Japonya’da et işinde olduğu gibi sushi için de özel ilişkiler gerekiyor. Lüks sınıfa ulaşmadan Michelin yıldızlı bir lokantada Wakyu’nun tadına baktım, lezzetini anlatmak olanaksız. Saito’da sushi kalitesi, tazeliği, kullanılan pirinç ve ustanın tekniğiyle farkını belli ediyor...
Geçen haftaki yazımda Japonya’da bazı lokantalarda rezervasyon yapmanın zorluğundan bahsetmiştim.
Tokyo’da bulacağınız deniz ürünlerinin çeşitliliği dünyanın hiçbir yerinde yok. Japonların özel wagyu denen sığırları da başka hiçbir sığır cinsine benzemiyor. Biliyorsunuz bizim ‘tam yağlı’ dediğimiz bir dana pirzola Amerikalıların ‘prime’ dediği iyi bir angus cinsi sığır yanında kuru kalır. Öte yandan bir Amerikan ‘prime’ biftek ile Japon wagyu arasındaki uçurum daha da fazla.

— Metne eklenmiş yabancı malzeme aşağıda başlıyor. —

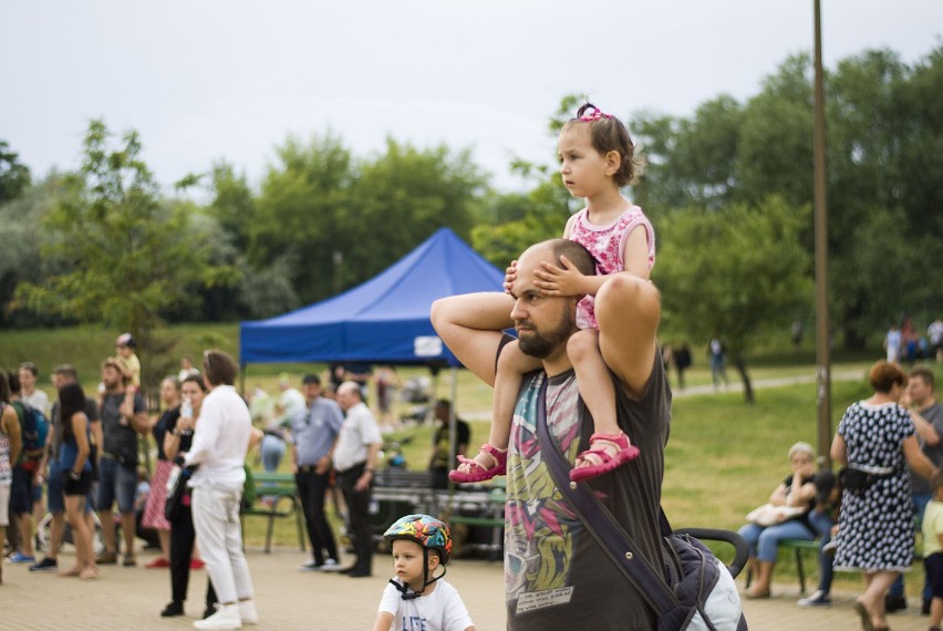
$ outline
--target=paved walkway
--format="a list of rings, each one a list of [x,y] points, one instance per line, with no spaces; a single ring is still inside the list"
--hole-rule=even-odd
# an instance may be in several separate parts
[[[298,565],[308,560],[303,552],[278,548],[267,555],[247,554],[260,623],[259,631],[318,631],[370,629],[380,594],[392,567],[388,557],[377,555],[374,575],[352,579],[343,575],[301,573]],[[193,572],[190,600],[184,618],[163,619],[159,611],[169,600],[167,570],[148,570],[149,551],[138,555],[141,566],[102,568],[94,581],[59,578],[54,573],[32,573],[25,566],[4,563],[0,586],[0,629],[10,631],[59,631],[92,628],[96,631],[173,631],[193,629],[201,611],[206,572]],[[61,561],[71,562],[70,554]],[[504,580],[500,562],[457,559],[449,563],[448,580],[462,593],[478,631],[505,629]],[[796,607],[796,586],[774,586],[769,600],[746,601],[752,630],[854,631],[860,629],[852,606],[854,593],[839,593],[828,609]],[[889,618],[894,631],[916,631],[928,627],[911,601],[906,612]],[[592,628],[591,620],[586,625]],[[252,628],[249,628],[252,629]],[[552,630],[548,630],[552,631]]]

Özel bir sığır cinsi olan wagyu farklı yöntemlerle besleniyor. Hayvana bira içirildiği ve aynı Sumo güreşçileri gibi masaj yapıldığı doğru.
Sığırlar yağlılık derecesine göre kalite kalite. En yağlı olanları A5 kategorisine sokuluyor ve ona göre fiyatlandırılıyor.

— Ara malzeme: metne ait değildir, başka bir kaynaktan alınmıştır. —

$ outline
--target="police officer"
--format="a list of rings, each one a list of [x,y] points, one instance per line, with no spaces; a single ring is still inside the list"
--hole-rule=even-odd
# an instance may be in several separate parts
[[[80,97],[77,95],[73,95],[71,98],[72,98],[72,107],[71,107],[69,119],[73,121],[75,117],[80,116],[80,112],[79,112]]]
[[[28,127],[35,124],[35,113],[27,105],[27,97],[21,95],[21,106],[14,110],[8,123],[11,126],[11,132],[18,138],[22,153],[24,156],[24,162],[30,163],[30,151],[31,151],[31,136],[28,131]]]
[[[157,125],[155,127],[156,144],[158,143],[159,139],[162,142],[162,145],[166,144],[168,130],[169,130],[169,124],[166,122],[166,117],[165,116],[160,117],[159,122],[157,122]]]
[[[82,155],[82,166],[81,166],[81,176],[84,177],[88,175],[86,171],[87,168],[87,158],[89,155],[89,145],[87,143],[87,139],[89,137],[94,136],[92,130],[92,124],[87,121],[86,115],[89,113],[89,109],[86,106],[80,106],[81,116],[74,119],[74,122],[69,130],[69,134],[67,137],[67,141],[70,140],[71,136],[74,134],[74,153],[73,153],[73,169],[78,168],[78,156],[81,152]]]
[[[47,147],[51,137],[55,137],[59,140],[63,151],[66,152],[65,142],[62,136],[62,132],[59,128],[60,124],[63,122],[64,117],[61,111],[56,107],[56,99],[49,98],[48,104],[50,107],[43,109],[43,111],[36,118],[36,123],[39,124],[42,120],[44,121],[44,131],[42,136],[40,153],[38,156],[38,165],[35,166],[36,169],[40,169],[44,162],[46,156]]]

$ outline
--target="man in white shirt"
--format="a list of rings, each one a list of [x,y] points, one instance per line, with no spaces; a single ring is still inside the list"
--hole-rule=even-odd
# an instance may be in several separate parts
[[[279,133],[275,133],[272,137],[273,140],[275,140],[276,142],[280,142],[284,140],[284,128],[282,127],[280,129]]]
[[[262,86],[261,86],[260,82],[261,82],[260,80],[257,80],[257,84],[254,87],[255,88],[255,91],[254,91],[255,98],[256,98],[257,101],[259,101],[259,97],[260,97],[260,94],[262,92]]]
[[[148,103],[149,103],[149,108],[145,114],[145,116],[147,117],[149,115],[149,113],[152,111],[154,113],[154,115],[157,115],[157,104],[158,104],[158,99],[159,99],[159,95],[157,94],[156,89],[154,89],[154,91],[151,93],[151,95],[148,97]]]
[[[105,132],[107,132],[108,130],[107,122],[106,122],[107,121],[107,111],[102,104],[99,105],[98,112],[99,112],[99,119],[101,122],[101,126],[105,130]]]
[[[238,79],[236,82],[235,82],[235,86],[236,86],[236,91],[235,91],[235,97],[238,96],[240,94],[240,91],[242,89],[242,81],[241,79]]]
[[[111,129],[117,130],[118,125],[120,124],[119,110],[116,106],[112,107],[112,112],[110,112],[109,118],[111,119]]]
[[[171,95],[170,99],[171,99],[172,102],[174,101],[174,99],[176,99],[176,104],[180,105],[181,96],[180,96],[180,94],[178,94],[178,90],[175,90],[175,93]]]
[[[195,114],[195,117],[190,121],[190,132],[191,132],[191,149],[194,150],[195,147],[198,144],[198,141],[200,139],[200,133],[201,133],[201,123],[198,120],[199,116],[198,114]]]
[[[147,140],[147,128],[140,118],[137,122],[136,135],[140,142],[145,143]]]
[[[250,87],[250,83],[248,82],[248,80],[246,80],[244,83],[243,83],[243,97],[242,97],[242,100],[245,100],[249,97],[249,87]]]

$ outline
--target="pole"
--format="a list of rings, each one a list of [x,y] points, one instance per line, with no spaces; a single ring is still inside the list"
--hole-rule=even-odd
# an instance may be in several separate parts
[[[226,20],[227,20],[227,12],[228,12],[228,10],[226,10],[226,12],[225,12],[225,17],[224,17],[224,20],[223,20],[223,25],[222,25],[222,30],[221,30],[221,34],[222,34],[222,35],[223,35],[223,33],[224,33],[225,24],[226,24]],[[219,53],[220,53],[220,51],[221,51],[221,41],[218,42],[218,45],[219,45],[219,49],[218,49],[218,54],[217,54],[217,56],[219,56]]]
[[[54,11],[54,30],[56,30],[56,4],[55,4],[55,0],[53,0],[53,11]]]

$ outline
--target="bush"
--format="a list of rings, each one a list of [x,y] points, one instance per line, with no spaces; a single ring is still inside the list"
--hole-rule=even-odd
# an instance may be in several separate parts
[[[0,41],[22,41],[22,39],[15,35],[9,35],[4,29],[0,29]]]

Nasıl İtalya’da hemen her bölgede şaraplık üzüm yetişir ve bu yerler kendi şarabı ile övünürse, Japonya’da da her bölge wagyu yetiştiriyor. Kobe bunlardan sadece bir tanesi. Ama özellikle yurtdışına ihraç edildikleri için çok kişi Kobe sığırı diye biliyor wagyu denen sığır cinsini. Ama başka bölgelerde de çok iyi wagyu yetişiyor. Örneğin Matsuzaka. Ya da Omi.
Fiyatı yüz bin doları geçebiliyor
Bu işin erbablarına göre ‘Matsuzaka wagyu’ ya da ‘Kobe wagyu’ gibi adlandırmalar da çok şey ifade etmiyor çünkü, esas farkı yaratan tek tek sığırlar. A5 kategorisi içinde bile önemli farklar var.

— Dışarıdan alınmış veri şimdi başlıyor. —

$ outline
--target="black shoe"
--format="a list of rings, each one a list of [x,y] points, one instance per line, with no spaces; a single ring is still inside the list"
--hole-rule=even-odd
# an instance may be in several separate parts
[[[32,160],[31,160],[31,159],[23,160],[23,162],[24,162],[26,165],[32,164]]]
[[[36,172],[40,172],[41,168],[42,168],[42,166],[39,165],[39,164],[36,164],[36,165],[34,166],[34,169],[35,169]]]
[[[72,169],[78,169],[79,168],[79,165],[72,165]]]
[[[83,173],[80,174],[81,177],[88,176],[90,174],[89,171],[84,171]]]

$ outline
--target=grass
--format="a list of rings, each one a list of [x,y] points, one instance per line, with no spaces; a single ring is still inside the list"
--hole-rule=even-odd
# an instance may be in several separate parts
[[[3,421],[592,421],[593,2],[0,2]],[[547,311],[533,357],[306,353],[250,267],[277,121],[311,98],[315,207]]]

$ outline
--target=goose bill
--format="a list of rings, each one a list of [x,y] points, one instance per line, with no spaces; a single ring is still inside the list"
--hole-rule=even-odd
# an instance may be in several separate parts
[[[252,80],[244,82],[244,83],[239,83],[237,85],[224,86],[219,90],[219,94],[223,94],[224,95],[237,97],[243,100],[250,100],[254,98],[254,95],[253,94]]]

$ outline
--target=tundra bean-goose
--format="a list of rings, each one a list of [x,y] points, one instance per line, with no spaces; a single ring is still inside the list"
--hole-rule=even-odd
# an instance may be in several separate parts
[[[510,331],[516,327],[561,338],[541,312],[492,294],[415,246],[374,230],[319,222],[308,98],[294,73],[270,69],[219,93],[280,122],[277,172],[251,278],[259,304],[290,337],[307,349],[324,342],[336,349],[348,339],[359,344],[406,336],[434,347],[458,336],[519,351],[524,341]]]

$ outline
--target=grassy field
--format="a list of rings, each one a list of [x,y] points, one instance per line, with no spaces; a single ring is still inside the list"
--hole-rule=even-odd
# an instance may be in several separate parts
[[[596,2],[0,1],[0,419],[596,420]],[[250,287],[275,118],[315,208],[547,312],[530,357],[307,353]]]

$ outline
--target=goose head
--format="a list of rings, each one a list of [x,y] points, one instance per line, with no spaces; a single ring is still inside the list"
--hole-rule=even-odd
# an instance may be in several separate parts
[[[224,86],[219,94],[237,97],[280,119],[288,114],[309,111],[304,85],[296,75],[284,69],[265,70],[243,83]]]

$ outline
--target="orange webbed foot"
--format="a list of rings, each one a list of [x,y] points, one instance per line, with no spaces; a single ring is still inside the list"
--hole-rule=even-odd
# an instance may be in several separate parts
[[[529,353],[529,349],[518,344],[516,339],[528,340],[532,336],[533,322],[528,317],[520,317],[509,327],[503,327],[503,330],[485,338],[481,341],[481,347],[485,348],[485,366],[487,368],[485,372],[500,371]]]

Fiyatlama da öyle. Aynı araba fiyatları gibi. Tek bir sığırın fiyatı on bin dolardan başlıyor ve yüz bin doları geçebiliyor.
Etin en özeli birkaç ‘kebapçıya’ gidiyor. Onların ilk seçim hakkı var.
Kawamura gibi.
Bu tip yerlere ayak basmak için özel ilişkiler gerekiyor.
Örneğin ben altı ay denedim.
Bu kadar uğraşsam herhalde Obama’dan bile randevu alırdım!
Ama olmadı. Kapıyı biraz araladım ama açamadım.
Belki de iyi oldu çünkü lüks sınıfa ulaşmadan, birinci, belki ikinci sınıf wagyu’nun tadına baktım.
Michelin yıldızlı bir teppanyaki lokantasında.
Adı Ukai-Tei. Omotesando Bulvarı’nda.
Her yerde Lalique Kristal olan ve ambiyansi beş üstüne altı yıldız denilebilecek bir lokanta. Çok şık bir barın etrafında oturup ızgara ustalarının saç benzeri bir mangalda yemek pişirmesini seyrediyorsunuz.
Spesiyaliteleri ıstakoz ve biftek.
Istakoz iyi ama bizim 300 gramlık bir parçasını iki kişi bölüştüğümüz bifteğin lezzetini anlatmak olanaksız. Dişinizi kullanmanıza gerek yok çünkü damakta eriyor ve her lokmanın tadı damakta en az beş dakika kalıyor. Yağlar damar gibi ince ince tüm ete dağılmış olduğu için kesinlikle sizi rahatsız etmiyor.
Bu biftekle ne içilir?
Acaba bifteğin daha iyisi nasıl olur?
Bu tip bir biftek ile ne içilir? Bardakta iyi kırmızı şarapları var. Ben hem Bourgogne hem de Bordeaux ile denedim. Tercihim 2006 Hauts Cote de Nuits Bourgogne.
Yemeğin sonunda da sizi başka bir odaya alıp, tatlı isteyip istemediğiniz soruyorlar ve puro ile çeşitli dijestifler ikram ediyorlar. Ben 1972 Bas Armagnac seçtim Darrozze adlı bu işin erbabı üreticiden. Fiyat Fransa’da ödeyeceğimden ucuzdu.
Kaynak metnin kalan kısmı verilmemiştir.